Google's SynthID Watermark Adopted by OpenAI and Nvidia
After watermarking 100 billion AI images, Google's breakthrough detection technology is expanding to major platforms. Now OpenAI, Nvidia, and others will help people identify AI content across the internet.
Telling real photos from AI fakes just got easier thanks to a technology that's already been tested on billions of images.
Google's SynthID has quietly watermarked 100 billion images and videos plus 60,000 years' worth of audio since launching three years ago. Now the company is sharing this technology with OpenAI, Nvidia, and other major players to help more people identify AI-generated content.
The timing couldn't be better. AI has evolved from producing images with extra fingers to creating videos that look shockingly realistic. SynthID offers a solution by embedding invisible watermarks directly into the pixels of images, the waveforms of audio, and the frames of video.
Unlike traditional metadata tags that can be easily stripped away, SynthID watermarks survive compression, cropping, and rotation. DeepMind scientist Pushmeet Kohli says his team spent years making the technology resistant to tampering. "A technology like this will always be attacked," Kohli explained. "There was a lot of research that we did in making SynthID robust to different kinds of transformations."
The expansion means OpenAI will add SynthID to images created by GPT, while Nvidia will implement it in their Cosmos world foundation models. ElevenLabs and Kakao are joining the effort too.

Checking for watermarks is getting simpler. Google is integrating SynthID detection into Circle to Search, Lens, and Chrome. You can ask "Is this AI?" and get an instant answer. The Gemini app already lets users upload suspicious content for verification.
Google is also rolling out C2PA metadata tagging to Pixel phone videos in the coming weeks.
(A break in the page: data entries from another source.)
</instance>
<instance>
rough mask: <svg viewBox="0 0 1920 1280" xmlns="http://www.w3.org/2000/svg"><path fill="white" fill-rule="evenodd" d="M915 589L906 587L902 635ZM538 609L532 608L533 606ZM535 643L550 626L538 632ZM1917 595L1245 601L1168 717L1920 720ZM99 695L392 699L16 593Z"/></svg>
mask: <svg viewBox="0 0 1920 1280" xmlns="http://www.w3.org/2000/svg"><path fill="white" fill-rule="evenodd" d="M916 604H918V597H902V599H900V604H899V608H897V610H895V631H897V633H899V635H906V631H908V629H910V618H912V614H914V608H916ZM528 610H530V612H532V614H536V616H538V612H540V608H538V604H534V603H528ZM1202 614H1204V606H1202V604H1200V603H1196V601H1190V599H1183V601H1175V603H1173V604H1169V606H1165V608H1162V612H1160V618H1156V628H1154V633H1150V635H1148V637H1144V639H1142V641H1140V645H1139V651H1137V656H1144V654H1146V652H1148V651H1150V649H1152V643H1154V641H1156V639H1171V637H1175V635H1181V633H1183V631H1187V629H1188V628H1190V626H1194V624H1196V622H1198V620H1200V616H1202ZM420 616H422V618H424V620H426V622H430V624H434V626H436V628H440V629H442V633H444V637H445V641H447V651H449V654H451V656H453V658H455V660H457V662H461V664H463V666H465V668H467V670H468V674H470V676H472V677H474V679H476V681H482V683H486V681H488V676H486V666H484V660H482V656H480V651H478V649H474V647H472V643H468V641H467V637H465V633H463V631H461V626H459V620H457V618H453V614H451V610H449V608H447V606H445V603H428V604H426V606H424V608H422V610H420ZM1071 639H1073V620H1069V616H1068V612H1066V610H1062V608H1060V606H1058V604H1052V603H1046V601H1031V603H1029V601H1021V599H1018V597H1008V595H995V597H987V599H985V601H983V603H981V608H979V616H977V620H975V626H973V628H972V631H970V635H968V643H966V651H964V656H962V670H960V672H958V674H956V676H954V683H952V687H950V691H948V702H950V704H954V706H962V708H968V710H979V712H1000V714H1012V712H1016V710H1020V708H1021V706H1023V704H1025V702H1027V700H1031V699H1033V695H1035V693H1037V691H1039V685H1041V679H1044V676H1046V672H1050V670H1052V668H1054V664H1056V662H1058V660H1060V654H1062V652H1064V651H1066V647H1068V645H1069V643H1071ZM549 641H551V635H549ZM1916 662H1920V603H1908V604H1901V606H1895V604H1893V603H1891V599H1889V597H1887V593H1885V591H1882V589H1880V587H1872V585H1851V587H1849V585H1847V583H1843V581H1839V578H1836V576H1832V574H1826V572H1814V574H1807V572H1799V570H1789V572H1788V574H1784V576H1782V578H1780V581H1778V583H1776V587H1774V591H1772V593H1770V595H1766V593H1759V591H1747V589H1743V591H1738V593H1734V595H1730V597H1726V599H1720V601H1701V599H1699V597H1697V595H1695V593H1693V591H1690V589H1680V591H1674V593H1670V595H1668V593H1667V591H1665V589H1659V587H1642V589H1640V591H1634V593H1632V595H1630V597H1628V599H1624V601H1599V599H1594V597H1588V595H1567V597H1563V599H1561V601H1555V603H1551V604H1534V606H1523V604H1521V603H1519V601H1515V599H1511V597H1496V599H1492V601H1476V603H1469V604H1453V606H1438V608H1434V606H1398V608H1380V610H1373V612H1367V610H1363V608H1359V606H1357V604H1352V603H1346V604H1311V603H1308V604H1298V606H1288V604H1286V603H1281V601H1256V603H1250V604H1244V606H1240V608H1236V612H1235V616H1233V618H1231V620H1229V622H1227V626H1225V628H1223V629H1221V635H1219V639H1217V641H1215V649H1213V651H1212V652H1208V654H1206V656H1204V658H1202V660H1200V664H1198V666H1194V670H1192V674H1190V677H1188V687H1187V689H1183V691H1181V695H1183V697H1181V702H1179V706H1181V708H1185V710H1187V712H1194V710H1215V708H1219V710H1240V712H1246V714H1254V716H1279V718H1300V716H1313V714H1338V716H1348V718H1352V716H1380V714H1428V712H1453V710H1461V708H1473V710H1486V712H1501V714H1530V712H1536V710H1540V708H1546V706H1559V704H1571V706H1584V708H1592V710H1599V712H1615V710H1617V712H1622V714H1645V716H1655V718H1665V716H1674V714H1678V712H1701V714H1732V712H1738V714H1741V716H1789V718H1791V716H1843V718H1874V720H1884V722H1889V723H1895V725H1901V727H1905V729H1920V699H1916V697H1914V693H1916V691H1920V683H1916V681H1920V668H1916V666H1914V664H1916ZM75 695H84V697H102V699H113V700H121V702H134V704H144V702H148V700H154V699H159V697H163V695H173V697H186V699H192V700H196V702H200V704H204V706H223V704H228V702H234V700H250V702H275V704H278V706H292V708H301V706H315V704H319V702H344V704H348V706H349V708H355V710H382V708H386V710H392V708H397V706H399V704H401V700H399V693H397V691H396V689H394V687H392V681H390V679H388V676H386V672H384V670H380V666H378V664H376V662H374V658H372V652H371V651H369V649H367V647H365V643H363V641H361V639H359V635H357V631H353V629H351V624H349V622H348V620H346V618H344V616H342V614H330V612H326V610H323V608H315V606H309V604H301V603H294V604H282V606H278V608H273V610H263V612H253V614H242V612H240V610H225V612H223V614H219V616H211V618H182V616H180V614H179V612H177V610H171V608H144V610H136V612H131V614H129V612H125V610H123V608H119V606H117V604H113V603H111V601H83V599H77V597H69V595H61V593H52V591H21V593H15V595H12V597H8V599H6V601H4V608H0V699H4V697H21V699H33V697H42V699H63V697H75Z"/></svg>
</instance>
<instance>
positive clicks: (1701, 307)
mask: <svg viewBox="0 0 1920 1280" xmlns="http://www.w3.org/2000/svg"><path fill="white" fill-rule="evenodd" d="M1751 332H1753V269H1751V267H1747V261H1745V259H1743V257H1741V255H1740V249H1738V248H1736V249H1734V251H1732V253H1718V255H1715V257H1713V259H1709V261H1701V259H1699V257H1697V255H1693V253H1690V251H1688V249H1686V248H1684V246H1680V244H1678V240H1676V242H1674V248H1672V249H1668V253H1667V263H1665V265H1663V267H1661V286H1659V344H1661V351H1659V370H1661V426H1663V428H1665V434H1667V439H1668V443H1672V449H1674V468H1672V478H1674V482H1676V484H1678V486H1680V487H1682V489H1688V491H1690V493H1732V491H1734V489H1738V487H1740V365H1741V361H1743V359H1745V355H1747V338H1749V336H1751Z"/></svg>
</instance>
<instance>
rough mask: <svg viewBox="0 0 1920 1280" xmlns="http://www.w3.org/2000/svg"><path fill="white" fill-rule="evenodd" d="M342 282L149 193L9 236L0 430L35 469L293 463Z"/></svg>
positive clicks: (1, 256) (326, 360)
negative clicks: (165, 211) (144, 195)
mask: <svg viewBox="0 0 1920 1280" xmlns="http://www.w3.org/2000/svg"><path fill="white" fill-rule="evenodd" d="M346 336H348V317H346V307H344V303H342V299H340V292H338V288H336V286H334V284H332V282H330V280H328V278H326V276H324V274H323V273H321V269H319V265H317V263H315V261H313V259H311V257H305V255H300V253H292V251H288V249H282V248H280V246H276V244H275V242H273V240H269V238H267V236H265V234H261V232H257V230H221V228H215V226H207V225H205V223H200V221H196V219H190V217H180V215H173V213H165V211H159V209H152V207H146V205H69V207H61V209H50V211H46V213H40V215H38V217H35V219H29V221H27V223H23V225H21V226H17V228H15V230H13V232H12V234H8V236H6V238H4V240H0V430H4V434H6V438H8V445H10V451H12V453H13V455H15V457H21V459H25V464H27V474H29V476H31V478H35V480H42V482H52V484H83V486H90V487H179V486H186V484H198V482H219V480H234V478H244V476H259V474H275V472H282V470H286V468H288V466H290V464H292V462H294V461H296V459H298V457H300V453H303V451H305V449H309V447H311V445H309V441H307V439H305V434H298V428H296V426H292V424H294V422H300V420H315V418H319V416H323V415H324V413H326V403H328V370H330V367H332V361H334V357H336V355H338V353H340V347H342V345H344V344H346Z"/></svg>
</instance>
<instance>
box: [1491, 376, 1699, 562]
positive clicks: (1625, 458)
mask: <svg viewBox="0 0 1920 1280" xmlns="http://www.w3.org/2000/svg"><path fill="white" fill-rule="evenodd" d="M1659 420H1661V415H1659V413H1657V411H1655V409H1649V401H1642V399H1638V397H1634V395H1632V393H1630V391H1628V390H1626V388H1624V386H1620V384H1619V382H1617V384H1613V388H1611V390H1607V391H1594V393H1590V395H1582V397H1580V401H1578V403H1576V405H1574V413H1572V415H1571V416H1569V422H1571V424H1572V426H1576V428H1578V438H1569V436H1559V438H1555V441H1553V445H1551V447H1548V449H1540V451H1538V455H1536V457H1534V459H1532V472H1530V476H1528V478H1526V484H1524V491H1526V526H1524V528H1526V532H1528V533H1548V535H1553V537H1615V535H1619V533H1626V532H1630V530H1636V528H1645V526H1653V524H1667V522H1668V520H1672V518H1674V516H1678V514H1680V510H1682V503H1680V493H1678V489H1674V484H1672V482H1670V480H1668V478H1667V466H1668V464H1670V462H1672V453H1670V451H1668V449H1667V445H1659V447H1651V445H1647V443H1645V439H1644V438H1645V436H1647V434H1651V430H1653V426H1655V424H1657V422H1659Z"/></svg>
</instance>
This complementary system adds information about how content was created and processed, giving users multiple ways to verify what they're seeing.
The Ripple Effect
While open-source models without watermarking will still exist, having major platforms adopt SynthID represents a significant shift toward transparency. When the biggest AI content creators commit to labeling their output, millions of images and videos become instantly verifiable.
Google is preparing an enterprise API that will let trusted business partners flag AI content at scale. This feedback loop will help refine the detection system while preventing bad actors from easily testing ways to bypass it.
The changes create a new normal where checking authenticity becomes as simple as a quick search. That's progress worth celebrating in an age where seeing is no longer believing.
Together, these companies are building the foundation for a more transparent internet.